In my life I've gone from strict obedience (as a child) to flaunting the rules (as a grown woman). This seems amusing to write yet this has had a big impact in my life. It's an interesting process to go from strictly adhering to other's rules to going with my gut and ignoring the possible displeasure, laughter or anger of people by flaunting some of the rules. Many of these 'being obedient' rules were dished out by the Catholic church in which I was raised. As a child I was very devoted and pious. Sadly that devotion was all based on fear. An example is when I diligently prayed to god as a six year old, urgently requesting that my sister (who was suffering from an allergic reaction to grapes) would recover. The doctor came to our house which was an incredibly big deal! I remember being frightened and in tears. I was so scared and worried that I took my small savings and walked to the shops and bought her a ceramic angel. Happily she did recover rather quickly and that started me on the road believing that it was necessary for me to be in earnest prayer for any untoward eventuality.
Then at 17 I went away to college. It was a Catholic institution, which pleased my parents, assuming I would stay with the teachings of the church. I later found out my father didn't particularly care. He was not religious and was uninterested in my church attendance. Happily, neither was the college interested in whether I was a practicing Catholic. This was my start at being disobedient. I quit the church as it just didn't feel relevant to me. First question I had to myself: what's with the men being revered (Popes, altar boys, priests who drove Cadillacs, etc.) and the women shunned (especially nuns and mothers) as second class citizens? I'm still looking for answers to that one.
In college I was an insecure student. I was so sure that the college had made a big mistake in admitting me. Because of that belief I was incredibly diligent in my studies. Fear and anxiety ruled me at that point in my life. I was the timid student who closeted myself away in the basement of the library to study. I was so sure I'd do poorly on my exams. Untrue! I was delighted to find out after mid-terms that I was actually a very good student. This eased my mind. Temporarily.

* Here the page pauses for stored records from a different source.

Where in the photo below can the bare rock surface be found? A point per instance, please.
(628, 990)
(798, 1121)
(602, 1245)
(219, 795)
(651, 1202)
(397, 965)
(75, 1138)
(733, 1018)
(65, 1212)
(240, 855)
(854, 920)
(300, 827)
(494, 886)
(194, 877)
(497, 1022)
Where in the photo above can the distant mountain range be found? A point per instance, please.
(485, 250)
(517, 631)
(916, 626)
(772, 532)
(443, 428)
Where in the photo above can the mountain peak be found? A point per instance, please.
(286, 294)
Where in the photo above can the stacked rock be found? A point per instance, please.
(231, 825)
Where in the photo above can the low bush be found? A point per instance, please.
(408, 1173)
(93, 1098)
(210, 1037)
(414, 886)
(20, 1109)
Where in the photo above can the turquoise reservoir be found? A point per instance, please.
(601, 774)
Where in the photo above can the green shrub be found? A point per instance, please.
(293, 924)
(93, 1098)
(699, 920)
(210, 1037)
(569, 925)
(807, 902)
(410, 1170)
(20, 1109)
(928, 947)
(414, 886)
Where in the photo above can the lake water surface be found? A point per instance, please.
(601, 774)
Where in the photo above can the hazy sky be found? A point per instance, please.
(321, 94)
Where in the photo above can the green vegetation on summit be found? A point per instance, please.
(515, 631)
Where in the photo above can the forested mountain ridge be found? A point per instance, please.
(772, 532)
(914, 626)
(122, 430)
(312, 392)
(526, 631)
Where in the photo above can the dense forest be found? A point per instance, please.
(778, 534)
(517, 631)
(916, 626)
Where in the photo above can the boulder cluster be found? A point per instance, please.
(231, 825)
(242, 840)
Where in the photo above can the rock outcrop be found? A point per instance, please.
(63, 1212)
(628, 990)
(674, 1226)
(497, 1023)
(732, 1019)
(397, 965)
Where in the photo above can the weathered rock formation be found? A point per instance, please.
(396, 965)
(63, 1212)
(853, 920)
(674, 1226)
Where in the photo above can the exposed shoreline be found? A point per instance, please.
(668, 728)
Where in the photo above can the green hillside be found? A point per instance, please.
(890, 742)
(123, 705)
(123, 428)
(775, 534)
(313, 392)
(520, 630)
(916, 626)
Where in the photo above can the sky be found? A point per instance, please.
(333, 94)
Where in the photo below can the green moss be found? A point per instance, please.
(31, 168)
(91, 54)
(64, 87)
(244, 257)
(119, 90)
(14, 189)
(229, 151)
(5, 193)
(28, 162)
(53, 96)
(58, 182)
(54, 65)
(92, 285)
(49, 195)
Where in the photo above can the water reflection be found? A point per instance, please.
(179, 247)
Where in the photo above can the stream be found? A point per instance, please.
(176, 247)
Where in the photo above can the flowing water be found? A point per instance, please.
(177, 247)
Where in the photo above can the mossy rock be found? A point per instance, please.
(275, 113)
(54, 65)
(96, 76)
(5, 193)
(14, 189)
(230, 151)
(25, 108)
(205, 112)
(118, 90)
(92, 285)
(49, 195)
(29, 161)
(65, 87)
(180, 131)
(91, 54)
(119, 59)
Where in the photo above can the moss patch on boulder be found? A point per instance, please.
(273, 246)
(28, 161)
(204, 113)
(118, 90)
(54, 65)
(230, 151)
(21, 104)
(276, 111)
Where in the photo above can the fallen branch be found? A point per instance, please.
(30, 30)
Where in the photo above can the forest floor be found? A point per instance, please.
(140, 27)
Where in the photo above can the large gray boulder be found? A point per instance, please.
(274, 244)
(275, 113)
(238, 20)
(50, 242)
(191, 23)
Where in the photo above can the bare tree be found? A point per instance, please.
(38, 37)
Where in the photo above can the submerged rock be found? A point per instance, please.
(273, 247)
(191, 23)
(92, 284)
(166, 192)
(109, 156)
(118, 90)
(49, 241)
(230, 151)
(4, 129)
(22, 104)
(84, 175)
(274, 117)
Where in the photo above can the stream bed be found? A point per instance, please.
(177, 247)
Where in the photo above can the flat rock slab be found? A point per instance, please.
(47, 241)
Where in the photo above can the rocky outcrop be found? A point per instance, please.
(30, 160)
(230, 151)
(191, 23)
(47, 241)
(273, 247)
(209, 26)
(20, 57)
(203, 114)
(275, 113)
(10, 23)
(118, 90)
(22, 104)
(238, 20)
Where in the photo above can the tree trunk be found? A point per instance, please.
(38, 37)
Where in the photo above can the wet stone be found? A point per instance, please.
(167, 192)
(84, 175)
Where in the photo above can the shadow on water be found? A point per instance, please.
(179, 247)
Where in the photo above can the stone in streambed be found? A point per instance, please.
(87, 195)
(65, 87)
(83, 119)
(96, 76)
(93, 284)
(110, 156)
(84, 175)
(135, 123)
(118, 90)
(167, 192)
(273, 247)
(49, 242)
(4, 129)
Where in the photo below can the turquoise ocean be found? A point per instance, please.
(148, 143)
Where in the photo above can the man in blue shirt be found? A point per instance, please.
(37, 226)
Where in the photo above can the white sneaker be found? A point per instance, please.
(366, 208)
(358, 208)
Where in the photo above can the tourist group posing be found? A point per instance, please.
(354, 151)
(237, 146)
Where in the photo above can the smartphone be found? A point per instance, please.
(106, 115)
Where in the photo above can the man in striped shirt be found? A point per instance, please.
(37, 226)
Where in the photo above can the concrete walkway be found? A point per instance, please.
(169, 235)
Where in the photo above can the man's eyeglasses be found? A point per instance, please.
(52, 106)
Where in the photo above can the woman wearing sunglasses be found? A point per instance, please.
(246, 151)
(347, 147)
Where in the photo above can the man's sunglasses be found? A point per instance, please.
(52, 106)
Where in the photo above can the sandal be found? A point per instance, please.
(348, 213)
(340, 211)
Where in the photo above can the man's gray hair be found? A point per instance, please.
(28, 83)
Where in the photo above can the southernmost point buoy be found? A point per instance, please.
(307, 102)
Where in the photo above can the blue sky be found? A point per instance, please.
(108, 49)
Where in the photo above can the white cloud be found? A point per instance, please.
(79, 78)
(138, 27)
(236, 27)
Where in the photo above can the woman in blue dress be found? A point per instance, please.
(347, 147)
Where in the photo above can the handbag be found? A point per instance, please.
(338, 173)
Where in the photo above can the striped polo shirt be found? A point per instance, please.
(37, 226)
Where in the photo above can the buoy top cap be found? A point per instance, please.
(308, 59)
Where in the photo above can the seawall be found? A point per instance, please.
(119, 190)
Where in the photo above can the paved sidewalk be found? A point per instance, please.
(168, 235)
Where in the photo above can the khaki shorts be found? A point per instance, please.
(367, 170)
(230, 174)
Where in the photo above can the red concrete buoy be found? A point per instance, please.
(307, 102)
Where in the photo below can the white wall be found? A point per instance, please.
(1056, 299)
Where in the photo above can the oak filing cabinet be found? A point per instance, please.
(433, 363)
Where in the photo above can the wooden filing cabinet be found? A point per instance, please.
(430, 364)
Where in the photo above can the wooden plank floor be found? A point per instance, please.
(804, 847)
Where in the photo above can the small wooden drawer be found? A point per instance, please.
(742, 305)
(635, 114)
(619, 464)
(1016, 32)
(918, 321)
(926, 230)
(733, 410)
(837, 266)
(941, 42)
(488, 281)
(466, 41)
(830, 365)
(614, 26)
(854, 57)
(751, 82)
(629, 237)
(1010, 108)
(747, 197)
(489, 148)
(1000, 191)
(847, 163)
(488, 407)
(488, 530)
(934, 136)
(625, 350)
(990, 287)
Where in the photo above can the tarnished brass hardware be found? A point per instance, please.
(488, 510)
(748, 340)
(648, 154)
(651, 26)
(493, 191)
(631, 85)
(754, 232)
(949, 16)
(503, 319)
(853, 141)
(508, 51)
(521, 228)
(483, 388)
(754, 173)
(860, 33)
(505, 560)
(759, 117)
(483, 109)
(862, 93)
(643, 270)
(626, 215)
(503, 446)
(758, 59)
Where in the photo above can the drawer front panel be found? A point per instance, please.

One of the reasons I was a competent psychotherapist was because I worked hard to deescalate my own anxiety. This enabled me to help others to cope with the ups and downs of their lives. Losing a daughter who was stillborn helped me to work with grieving clients. I could then discern who was suffering from grief and the ones who were severally depressed with prolonged grieving and needed medication with the help of a psychiatrist.
The rules for my profession when I started out as a psychotherapist were very sexist. The revered therapists were 90% males with the occasional females professional thrown in. I sought these women out and that help me enormously in my work. It's my observation that years later the 'mostly male' therapists changed when the money for therapists became considerably less than if you went to work for a corporation. Men fled the field in droves. I believe this is true for many other fields. Another observation, when we moved to our small town, the University sponsored Marine Biological Laboratory was mostly staffed by men and the students were mostly male. Then I believe, the pay remained stagnant. Guess what, the labs are now predominantly female with the rare male student. One of the reasons we don't have lots of men in, for example, teaching has to do with the insufficient pay. Often the males teachers make more money. Ironically I just read a fact lending credence to that statement. The female faculty at the very liberal University of Colorado will receive back pay of $4.5 million in a settlement. Females being paid less and treated as less valuable than their male colleagues is sadly not a surprise. The female faculty gathered together, they were disobedient and filed a gender equality lawsuit and won. Good for them! You can only imagine the disparity in pay for women in most universities and many other businesses.
My conclusion is obedience only makes sense if it's a very important rule like 'rules of the road.' These rules are life saving and reasonable. It's important not to speed and to stop for traffic lights for yourself and others. Another rule, now that I think about it, is it makes sense to be obedient to newborns to help them thrive. Crying is sometimes the only way a baby has to get attention. This is true for sometimes for the mother as well.
|
that garment is too young for her |
Flaunting the rules can be a hobby and fun. Honestly are there such things as sensible fashion rules? As a young teen reading fashion magazines I thought there were. It's fun to be disobedient and to be against what we are told we must wear, how we must look and act. Eccentricity is reasonable more times than not. Being eccentric is actually fun. If you're overwhelmed by rules, like all the people in ultra religious churches, ugh. Rebel.